Though all three members have substantial credits,the best known actor in the group, Richard Montoya serves as titular director. Collaboration is obviously key to all aspects of their work. Montoya presents the most serious moment of the evening, a new slant on the clergy sex-abuse scandal stressing forgiveness. Ric Salinas is the most boisterous comic, but he too scores thoughtful points playing all ages, genders, and ethnicities, though his signature routine is how to tell Latinos' ethnic background by the way they dance salsa. Herbert Siguenza has several flamboyant turns, especially as a black male prostitute, now working as a health counselor in San Francisco while he prepares for a sex change operation. Diversity with a vengance. All three are masters of quick change and have amazing ears for the various voices of America, recent immigrants and well-established. Their artistry is in the tradition of Dario Fo and the long line of jesters back to the sacred clowns.

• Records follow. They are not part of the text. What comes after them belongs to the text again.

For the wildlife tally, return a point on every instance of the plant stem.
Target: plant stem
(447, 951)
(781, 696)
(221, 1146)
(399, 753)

The stage is backed by a huge American flag almost drained of color, which serves as a projection surface. In first moments of the show, the image overlaid is the new moon and evening star seen on several Middle Eastern flags. Montoya dressed in white arises from a prayer rug to portray an Arabic cab driver in Washington DC, just after 9/11/02. Things stay serious until he notes that his children, born here, have become Americanized. "They now worship Allah and Nike." In later scenes, a few chairs and the odd props add to the staging. Siguenza, who's responsible for their costumes, uses a basic black base for each member with a lot of variable headgear, plus a few wigs and beards. Ken Elliot's versatile lighting changes the mood almost as fast as the cast changes character. This show is a great example of Lope de Vega's observation that "all theatre needs is four barrels, four boards, and a passion." Culture Clash has passion to spare. And a lot of complicated observations for those who listen, instead of merely laughing at the obvious stereotypes. Let's hope they'll be back in our neighborhood soon. Their collaborative has projects coming up in New Haven and New York, as well as on the Left Coast. Viva la raza.

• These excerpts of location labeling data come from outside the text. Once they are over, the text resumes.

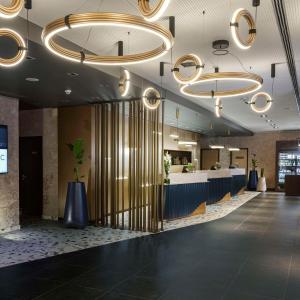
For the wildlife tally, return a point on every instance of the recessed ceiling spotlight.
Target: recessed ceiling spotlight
(28, 57)
(72, 74)
(32, 79)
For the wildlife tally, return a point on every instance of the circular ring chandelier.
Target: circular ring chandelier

It goes without saying, and therefore needs to be noted, that the America's Latino heritage has been largely missing from the stage. This season in Boston, we've almost gotten an overdose. Nilo Cruz' "ANNA in the Tropics" just closed next door to this theatre, Lisa Loomer's "Living Out", set in L.A., is playing a few blocks away, while the Jorge Hermenez Cultural Center down the street, the focus of Boston's Puerto Rican community, just hosted the Actors' Shakespeare Company doing a modern dress "Measure for Measure", pointedly not Latinized. And the inaugural production in the new Calderwood Pavilion was Melinda Lopez' "Sonia Flew", a complex family drama about Cuban's, Castro, and exile. Maybe the dramaturgs for our major university theatres should be learning Spanish and reading works from our neighbors in Latin America. Or at least from Mexico.